Underlying the book is the notion that the Yamamba’s sex must be “female”, given her associations with fertility, her unconventional lifestyle and rejection of typical beauty, and connection with nature, delusion and attachment. Echoing this, Hisa reflects that ‘if the yamamba were a man, it would be a very boring play … [lacking] in the scale or weight implicit in the demon role’.

In the interview, the discussion hints towards broader commentary on gender fluidity, adding a new dimension to discourse around the Yamamba’s gender. Sherif probes the Noh performers on their viewpoints on twenty-first century perspectives on the topic, and they observe that performers of Yamamba do not perform her as a woman. Hisa states that ‘what is important is where the energy comes from, not who the character is’, and so, ‘when we perform Yamamba, we don’t think of it as performing woman … The performer can’t conceive of it that way’.

However, the discussion does not move beyond this, and the question remains: how does the Yamamba fit into twenty-first century – and historical – conceptions of gender? A complementary chapter would be welcome, perhaps exploring how the Yamamba’s sex and gender have come to be understood, and how gender is challenged, or reinforced, by these manifestations. Without such chapters examining themes brought up in interviews and short stories, the anthology remains slightly unbalanced, romanticising the Yamamba, her mythologies, and the discourses which surround her.

A similar critique can be made of Laura Miller’s chapter, ‘In A Yamamba’s Shrinebox’, which briefly touches on how the mythology manifested in the kogyaru or gyaru subculture and fashion trend of the 1990s. Young women who challenged mainstream beauty norms were nicknamed Yamamba for their appearance: they wore short skirts and bleached their hair, while their makeup consisted of bright eyeshadow and lipstick, with white paint around the eyes and mouth emphasising deep tans from tanning salons and creams. Thus, we learn that while Yamamba was used as an insult, the use of the word shows both how women rejected gender expectations by embracing alternative fashion and makeup trends, and also how they were rejected from society for this style, suffering abuse from men repulsed by their image.

Contention appears when Miller describes the process of fake tanning: emulating Black American culture, and also driven by their wish to reject Japanese beauty norms, gyaru darkened their skin through intensive tanning. The colourism and racism of this practice is not mentioned and appears to be actively sidestepped, with Miller translating the nickname derived from skin darkening, ganguro, as ‘face black’, rather than the more common translation of ‘blackface’. With dark-skinned and/or mixed-race Japanese people suffering harassment and discrimination, darkening one’s skin through a perverse appropriation of “coolness” can only be looked on critically. Failure to mention this context builds an uncritical, over-romanticisation of the Yamamba mythology, and also feels outdated given the plethora of literature and cultural commentary on the practice of blackface in gyaru culture.
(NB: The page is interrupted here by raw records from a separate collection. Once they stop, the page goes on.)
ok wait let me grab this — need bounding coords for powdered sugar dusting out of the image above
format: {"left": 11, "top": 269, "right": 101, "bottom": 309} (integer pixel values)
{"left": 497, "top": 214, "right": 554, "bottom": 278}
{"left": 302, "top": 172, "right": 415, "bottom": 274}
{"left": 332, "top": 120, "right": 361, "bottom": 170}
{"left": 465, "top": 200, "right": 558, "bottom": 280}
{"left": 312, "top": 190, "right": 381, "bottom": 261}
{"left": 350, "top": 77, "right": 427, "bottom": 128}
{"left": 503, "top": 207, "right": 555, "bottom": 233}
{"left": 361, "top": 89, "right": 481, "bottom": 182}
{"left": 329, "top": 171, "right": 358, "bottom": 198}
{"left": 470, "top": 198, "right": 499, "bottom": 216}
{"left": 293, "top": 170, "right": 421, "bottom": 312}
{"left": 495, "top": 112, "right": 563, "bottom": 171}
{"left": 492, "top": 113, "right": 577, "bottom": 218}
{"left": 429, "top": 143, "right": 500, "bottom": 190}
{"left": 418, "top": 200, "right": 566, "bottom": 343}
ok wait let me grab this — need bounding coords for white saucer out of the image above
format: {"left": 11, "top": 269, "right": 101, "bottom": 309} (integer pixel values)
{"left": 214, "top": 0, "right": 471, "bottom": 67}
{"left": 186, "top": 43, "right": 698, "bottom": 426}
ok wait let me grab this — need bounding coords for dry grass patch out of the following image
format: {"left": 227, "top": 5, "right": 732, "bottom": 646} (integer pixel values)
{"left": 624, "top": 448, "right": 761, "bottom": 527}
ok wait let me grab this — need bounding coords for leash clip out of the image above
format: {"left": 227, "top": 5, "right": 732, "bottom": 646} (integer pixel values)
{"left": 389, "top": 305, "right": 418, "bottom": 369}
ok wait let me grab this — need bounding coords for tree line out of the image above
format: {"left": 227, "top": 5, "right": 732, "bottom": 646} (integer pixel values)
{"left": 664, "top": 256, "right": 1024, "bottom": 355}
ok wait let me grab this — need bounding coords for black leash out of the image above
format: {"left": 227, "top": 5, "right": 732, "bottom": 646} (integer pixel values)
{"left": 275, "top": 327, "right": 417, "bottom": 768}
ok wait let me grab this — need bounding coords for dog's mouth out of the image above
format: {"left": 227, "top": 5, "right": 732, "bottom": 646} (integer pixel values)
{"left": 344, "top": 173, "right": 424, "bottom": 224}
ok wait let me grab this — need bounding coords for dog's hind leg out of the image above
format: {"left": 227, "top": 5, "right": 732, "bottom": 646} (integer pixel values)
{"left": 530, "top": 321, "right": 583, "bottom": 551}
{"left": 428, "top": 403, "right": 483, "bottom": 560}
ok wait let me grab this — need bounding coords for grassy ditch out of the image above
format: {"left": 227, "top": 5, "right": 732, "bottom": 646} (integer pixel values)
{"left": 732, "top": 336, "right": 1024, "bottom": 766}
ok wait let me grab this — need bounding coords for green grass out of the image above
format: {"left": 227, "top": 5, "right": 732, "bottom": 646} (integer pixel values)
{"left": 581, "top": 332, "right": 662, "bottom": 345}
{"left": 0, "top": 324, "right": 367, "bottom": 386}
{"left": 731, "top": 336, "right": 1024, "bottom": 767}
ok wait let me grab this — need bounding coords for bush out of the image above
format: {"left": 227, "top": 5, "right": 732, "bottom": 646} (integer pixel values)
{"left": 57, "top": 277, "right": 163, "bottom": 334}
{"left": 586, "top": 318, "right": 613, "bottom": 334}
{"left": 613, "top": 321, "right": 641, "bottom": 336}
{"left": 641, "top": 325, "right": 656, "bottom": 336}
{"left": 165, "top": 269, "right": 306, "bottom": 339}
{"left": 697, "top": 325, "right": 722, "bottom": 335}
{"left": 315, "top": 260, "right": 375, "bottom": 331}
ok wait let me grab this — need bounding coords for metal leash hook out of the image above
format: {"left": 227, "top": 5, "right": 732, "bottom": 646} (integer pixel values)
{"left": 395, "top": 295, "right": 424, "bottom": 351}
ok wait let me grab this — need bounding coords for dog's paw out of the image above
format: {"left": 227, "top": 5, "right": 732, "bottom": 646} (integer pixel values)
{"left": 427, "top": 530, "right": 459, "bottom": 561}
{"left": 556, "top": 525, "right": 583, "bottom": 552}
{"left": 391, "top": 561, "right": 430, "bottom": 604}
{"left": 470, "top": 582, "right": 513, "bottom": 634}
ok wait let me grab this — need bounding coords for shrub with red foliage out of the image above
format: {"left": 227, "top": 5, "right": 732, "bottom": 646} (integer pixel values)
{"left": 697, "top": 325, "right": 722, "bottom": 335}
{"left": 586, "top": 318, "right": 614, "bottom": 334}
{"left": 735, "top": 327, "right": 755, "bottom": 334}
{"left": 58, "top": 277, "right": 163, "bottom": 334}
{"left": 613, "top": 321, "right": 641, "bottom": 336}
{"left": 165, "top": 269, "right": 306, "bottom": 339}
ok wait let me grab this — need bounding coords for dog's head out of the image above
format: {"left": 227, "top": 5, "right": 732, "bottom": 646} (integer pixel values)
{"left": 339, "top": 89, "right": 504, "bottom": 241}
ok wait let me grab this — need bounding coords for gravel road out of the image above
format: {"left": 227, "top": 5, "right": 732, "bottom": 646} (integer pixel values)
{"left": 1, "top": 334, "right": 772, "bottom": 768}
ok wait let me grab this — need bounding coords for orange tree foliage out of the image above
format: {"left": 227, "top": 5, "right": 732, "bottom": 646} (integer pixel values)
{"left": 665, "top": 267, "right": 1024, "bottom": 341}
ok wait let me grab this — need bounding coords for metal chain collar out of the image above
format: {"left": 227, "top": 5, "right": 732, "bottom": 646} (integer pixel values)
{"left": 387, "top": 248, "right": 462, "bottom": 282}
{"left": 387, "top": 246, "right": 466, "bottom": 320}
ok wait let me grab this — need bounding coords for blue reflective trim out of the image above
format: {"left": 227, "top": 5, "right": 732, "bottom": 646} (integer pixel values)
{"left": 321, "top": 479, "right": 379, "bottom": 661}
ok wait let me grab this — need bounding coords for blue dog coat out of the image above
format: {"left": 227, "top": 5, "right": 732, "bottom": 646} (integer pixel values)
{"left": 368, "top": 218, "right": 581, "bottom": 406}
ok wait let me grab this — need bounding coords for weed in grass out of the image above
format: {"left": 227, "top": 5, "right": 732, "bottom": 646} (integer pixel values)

A final critique would be David Holloway’s short story on Aokigahara, suicide and the Yamamba. To K, a student in Japanese Studies, ‘the Japanese just seemed comfortable with suicide’, and inspired by ‘the legacy of seppuku on the battlefields during the middle ages’, K sets out to Aokigahara to kill himself, only to be saved, in some sort of way, by an encounter with the Yamamba. It is unclear what the story brings to the anthology beyond reinforcing outdated tropes tying suicide to a Japanese historical legacy and an innate Japanese sensibility. While it seems that links are being drawn with an ancient mythology and a newer ‘flashpoint of curiosity and controversy’, Aokigahara, the chapter nonetheless comes at odds to the other contributions, as the relevance of the Yamamba, aside from the general relationship with forests and nature, is unclear.

Without venturing beyond an introduction to the mythology itself, the anthology remains at a slightly superficial level: more in-depth analysis could complement the interviews and creative writing pieces, while commentary could have included more references to wider literature on the subject. Despite this, the anthology is a creative exploration and rich introduction to key texts and artists exploring the Yamamba.